Bert Spielvogel


Bert Spielvogel was an American film cinematographer and director well known for his work on documentary, educational, and industrial and sponsored films. He also worked on a number of fictional films.

Career

Speilvogel's early experience covers work with famous documentarian Robert Flaherty and the original Cinerama group. Along with Richard Leacock, he was a cinematographer on Flaherty's Louisiana Story, which received an Academy Award nomination for Best Writing Motion Picture Story in 1949 and has been selected for the National Film Registry.

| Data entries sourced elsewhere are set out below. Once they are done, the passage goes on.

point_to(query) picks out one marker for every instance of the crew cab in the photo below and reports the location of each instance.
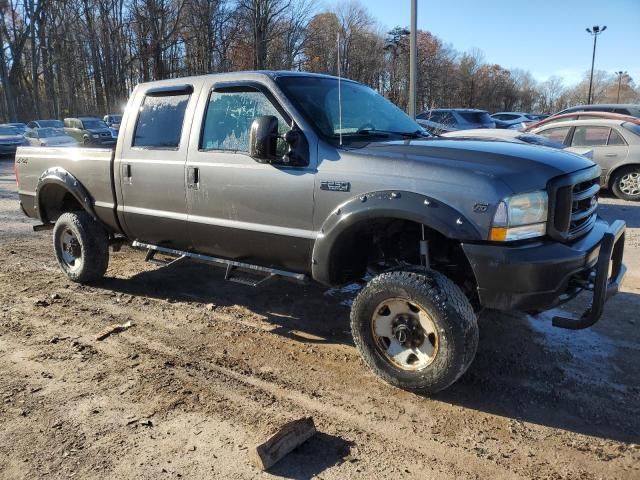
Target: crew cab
(316, 178)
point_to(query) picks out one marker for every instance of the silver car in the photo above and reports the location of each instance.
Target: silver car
(49, 137)
(615, 145)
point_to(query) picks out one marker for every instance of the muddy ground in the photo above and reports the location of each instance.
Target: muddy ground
(210, 366)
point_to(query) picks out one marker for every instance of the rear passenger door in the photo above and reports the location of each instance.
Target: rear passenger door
(151, 166)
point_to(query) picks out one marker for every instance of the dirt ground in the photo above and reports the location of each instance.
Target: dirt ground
(210, 366)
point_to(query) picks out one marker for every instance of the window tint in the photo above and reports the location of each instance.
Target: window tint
(229, 117)
(615, 138)
(590, 136)
(557, 134)
(160, 121)
(632, 127)
(622, 111)
(476, 117)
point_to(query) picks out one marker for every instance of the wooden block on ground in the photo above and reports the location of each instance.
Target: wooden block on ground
(289, 436)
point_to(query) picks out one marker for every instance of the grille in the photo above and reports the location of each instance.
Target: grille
(574, 202)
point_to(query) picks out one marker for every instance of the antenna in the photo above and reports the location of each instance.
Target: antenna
(339, 93)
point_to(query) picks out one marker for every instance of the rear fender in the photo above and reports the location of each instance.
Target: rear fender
(386, 204)
(61, 178)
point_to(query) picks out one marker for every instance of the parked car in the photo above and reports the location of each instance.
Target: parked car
(89, 131)
(449, 119)
(264, 174)
(621, 108)
(49, 123)
(113, 120)
(582, 116)
(515, 120)
(615, 145)
(49, 137)
(510, 135)
(10, 140)
(20, 127)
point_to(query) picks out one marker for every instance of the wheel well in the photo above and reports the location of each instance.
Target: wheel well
(373, 246)
(54, 200)
(613, 173)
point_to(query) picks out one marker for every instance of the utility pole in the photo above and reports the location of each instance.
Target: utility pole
(413, 59)
(620, 75)
(594, 32)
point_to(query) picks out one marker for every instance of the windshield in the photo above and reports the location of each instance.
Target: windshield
(51, 123)
(363, 110)
(50, 132)
(93, 124)
(9, 131)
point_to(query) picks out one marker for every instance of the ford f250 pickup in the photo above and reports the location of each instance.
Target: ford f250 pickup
(310, 177)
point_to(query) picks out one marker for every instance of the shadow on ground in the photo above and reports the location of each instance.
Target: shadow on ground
(581, 381)
(317, 454)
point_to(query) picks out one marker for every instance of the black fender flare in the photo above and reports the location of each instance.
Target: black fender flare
(62, 178)
(400, 205)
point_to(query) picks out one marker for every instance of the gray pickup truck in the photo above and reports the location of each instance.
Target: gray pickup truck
(309, 177)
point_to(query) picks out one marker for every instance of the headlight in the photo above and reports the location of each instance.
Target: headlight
(520, 217)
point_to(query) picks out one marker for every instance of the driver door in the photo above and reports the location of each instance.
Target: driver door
(238, 208)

He was an instructor in Cinematography at the American University in Washington, DC. He also served as the newsreel March of Time's photographic chief.

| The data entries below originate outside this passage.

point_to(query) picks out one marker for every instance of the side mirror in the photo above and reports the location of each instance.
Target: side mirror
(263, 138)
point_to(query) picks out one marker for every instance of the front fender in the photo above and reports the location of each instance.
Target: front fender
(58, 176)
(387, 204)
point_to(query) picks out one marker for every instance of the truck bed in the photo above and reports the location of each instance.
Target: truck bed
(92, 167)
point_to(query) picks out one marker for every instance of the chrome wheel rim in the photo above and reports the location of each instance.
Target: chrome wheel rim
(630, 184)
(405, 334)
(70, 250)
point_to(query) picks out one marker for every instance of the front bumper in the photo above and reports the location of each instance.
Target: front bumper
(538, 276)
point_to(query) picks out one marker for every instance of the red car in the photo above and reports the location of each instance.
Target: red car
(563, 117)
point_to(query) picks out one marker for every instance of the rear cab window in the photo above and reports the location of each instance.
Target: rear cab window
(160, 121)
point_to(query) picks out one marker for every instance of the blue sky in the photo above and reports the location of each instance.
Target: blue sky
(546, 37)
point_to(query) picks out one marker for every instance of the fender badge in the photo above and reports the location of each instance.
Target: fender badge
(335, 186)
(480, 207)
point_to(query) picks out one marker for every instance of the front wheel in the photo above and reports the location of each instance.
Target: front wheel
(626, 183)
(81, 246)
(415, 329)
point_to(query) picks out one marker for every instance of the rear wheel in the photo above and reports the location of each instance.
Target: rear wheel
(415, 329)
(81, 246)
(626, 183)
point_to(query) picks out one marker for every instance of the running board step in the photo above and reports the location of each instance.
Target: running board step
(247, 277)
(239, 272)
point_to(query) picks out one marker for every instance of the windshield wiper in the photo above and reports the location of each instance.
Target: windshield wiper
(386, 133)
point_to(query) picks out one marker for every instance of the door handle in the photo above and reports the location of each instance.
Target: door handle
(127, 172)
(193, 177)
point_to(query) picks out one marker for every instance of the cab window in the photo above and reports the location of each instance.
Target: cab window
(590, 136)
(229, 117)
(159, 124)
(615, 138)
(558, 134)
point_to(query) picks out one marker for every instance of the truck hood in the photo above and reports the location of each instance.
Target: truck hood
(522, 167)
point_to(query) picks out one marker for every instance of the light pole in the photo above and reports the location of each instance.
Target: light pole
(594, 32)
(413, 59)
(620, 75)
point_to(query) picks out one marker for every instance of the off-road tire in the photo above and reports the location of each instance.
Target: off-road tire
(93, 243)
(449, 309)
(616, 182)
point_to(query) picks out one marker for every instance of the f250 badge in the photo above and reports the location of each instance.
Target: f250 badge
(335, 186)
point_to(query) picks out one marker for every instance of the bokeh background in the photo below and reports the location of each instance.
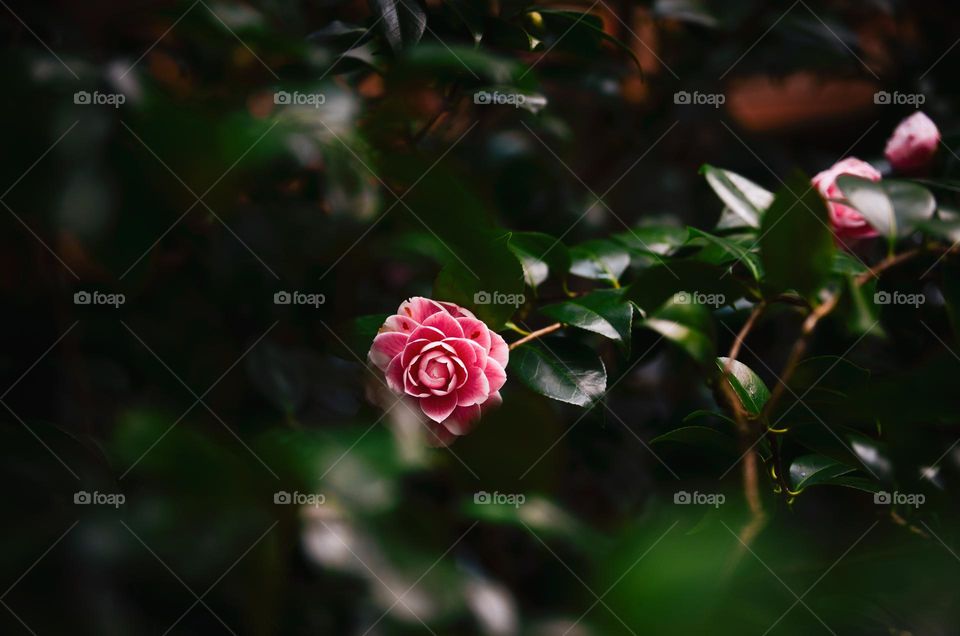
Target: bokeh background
(199, 399)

Spielvogel was associated with several commercial and industrial film companies, including MPO Productions, National Film Studios in Washington, DC, Norwood Studios, Potomac Films, On Film, Inc, which he joined in 1961, and Pelican Films.
In New York, he was part of the dynamic art scene around 98 Greene Street, where, according to one scholar, he "supervised the film program and tended the machinery, produced Ads, a chain of television commercials documenting the history of this genre from its beginning-a history that Spielvogel in his days as a pioneering maker of TV commercials had significantly shaped."
He also shot commercial and fictional feature films. Dirtymouth, a biopic of Lenny Bruce, was described by the New York Times reviewer in 1971 as a "very bad movie."